A statement issued by its President, Prof. Kabiru Dandago Isa yesterday in Kaduna, noted that instead of total closure, the Federal Government should have looked inwards with a view to strengthening and enhancing operational modalities of the Nigeria Customs Service (NCS) and other security agencies around the borders. He said the closure of all land borders has increased monthly revenue generation to N115 billion through customs duty and exercise, but that this no doubt, came with some consequences.

“While the closure of the borders has made the prices of locally produced rice, cassava and other grains to appreciate to the advantage of their producers, the worse hit by the closure are the Small and Medium Enterprises (SMEs) whose survival depends largely on import or export of goods such as ginger and sesame seeds, among others through the borders,” he said.Isa explained that the Economic Community of West African States (ECOWAS) border protocols were diplomatic issues that could be resolved diplomatically with the neighboring countries.
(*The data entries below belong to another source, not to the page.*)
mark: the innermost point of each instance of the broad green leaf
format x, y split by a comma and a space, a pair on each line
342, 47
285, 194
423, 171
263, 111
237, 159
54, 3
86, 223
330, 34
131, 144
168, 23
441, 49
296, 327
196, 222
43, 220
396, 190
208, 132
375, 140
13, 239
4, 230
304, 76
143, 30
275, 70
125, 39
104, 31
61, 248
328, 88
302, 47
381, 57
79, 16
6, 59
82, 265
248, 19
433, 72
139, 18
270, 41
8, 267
“The questions that keep coming from various quarters are, (1) Is the total closure of borders the only solution to illegal importation or exportation of goods to the country; (ii) Are the borders really closed; (iii) Do some of the actions mean the Federal Government does not care about the well being and livelihood of people living 20km around the borders? He asked.

It would be recalled that the Nigerian government announced the closure of its land borders on August 18, 2019 because of what it described as illegal importation and export of goods in and out of the country.

The borders cut across 102 local governments areas in 21 states of the federation and it is believed that this will compel all goods for import or export to pass through the seaports and airports into the country.The government further announced the closure of all petroleum filling stations within 20km close to the borders to stop illegal trans-border sale of the products to the neighboring countries, a development the traders say may cripple many local businesses.